Apple Intelligence isn’t “powered by OpenAI” at all. It’s not even based on it.
The only time OpenAI servers are contacted is when you ask Siri something it can’t compute with Apple Intelligence, but even then it clearly asks the user first if they want to send the request to ChatGPT.
Everything else regarding Apple Intelligence runs either on-device or on their “Private Cloud Compute” infrastructure, which apparently uses M2 Ultra chips. You then have to trust Apple that their claims regarding privacy are true, but you kind of do that when choosing an iPhone in the first place. There’s some pretty interesting tech behind this actually.
I appreciate the clarification! I definitely misinterpreted the reporting about this, and clearly didn’t dig deeply enough. This makes me feel a bit better about using the non-ChatGPT features.
There’s no way OpenAI is letting Apple use them for free. So where is the money coming from? AI is the hot new thing and expensive to operate so I imagine Apple is paying quite a lot. There needs to be a new form of income or this wouldn’t make sense from a business perspective. I image there is data harvesting from the AI service.
I’d actually be surprised if Apple pays anything to OpenAI at the moment. Obviously running some Siri requests through ChatGPT (after the user confirms that’s what they want to do) is quite expensive for OpenAI, but Apple Intelligence doesn’t touch OpenAI servers at all (just Siri has ChatGPT integration).

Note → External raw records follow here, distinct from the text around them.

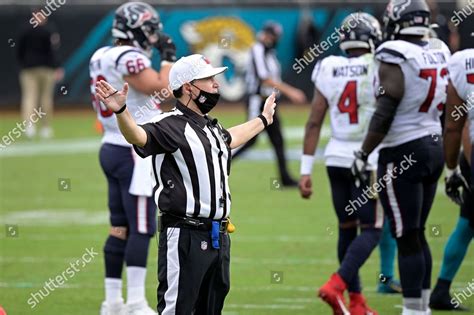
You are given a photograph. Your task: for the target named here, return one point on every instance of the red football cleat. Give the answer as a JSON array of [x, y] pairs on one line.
[[332, 292], [358, 305]]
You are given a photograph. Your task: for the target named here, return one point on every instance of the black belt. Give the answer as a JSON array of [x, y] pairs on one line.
[[203, 224]]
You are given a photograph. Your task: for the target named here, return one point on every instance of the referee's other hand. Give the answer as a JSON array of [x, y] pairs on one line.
[[109, 96], [269, 108], [305, 186]]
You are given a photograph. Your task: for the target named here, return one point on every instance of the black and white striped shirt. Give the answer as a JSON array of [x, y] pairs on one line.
[[191, 163], [263, 64]]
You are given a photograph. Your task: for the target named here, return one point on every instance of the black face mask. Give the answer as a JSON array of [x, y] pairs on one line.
[[206, 101], [271, 45]]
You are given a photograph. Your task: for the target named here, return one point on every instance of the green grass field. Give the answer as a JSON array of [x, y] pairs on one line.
[[44, 229]]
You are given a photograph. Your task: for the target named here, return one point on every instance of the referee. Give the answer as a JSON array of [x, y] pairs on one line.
[[263, 74], [191, 165]]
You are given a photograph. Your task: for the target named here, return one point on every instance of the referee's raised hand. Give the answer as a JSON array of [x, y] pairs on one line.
[[112, 98], [269, 108]]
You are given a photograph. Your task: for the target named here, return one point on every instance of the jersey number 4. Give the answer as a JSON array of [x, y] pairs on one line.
[[427, 74], [348, 102]]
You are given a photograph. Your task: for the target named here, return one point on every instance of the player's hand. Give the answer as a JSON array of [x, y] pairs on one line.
[[297, 96], [109, 96], [359, 169], [454, 181], [269, 108], [166, 47], [305, 186]]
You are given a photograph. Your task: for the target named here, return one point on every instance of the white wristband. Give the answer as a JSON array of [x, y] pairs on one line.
[[165, 63], [306, 164], [450, 172]]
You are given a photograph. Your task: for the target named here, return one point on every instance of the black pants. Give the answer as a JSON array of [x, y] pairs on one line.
[[412, 170], [254, 108], [193, 277], [350, 203]]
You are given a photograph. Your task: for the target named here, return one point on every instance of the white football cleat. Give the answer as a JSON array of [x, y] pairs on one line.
[[407, 311], [30, 131], [117, 308], [139, 308]]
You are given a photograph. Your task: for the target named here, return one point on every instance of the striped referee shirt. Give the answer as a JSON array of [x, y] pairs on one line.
[[263, 64], [191, 163]]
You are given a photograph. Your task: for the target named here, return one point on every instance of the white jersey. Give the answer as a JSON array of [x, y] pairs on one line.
[[347, 84], [461, 74], [111, 64], [425, 75]]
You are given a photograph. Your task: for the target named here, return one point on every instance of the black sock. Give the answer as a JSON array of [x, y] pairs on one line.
[[357, 253]]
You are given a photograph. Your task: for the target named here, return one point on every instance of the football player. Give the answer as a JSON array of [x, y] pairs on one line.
[[344, 87], [136, 30], [413, 77], [459, 106]]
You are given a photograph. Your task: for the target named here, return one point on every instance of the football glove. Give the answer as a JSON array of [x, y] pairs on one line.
[[454, 181], [359, 169]]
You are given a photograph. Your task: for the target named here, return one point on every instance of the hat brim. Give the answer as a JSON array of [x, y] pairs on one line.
[[210, 73]]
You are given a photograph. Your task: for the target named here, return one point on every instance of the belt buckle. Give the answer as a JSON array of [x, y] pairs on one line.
[[223, 225]]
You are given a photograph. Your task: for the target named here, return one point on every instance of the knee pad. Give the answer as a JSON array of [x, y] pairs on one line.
[[373, 234], [120, 232], [115, 246], [409, 243]]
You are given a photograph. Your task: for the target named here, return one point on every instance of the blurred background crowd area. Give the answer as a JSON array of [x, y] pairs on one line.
[[223, 30]]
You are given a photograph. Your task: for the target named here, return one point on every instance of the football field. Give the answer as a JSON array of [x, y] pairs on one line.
[[53, 215]]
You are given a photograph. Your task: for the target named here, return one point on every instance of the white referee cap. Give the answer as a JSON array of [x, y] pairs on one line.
[[189, 68]]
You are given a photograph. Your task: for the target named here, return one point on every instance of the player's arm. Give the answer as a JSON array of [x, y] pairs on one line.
[[261, 69], [115, 101], [295, 95], [392, 88], [149, 81], [244, 132], [314, 124], [453, 130]]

Even then, there’ll obviously still be a lot of requests, but the problem OpenAI has is that they aren’t really in a negotiating position. Google owns Android and so most phones default to Gemini, instantly giving them a huge advantage in marketshare. OpenAI doesn’t have its own platform, so Apple having the second largest install base of all smartphone operating systems is OpenAI’s best chance.
Apple might benefit from OpenAI but OpenAI needs Apple way more than the other way around. Apple Intelligence runs perfectly fine (I mean, as “perfectly fine” as it currently does) without OpenAI, the only functionality users would lose is the option to redirect “complex” Siri requests to ChatGPT.
In fact, I wouldn’t be surprised if OpenAI actually pays Apple for the integration, just like Google pays Apple a hefty sum to be the default search engine for Safari.
Yeah, you nailed it. The latest reporting on this says that Apple isn’t paying them yet, because they think OpenAI will get more benefit out of just having their product in everyone’s faces:
Apple isn’t paying OpenAI as part of the partnership, said the people, who asked not to be identified because the deal terms are private. Instead, Apple believes pushing OpenAI’s brand and technology to hundreds of millions of its devices is of equal or greater value than monetary payments, these people said. Source.
You can turn off (specifically) Message summaries in settings > Apps > messages > Summarize Messages
Well shit, thank you. I swear I searched for that setting before, but there it is!
iOS settings are like mirages I swear. Whoever designed the UI should be declared criminally insane
At least the Settings search and Siri integration are true power houses that help us overcome the app’s challenges
.
lol but wtf
Omg I really thought I was the only one. I can never find the setting I want. I think it’s one of those examples where Apple oversimplified to the point of confusion.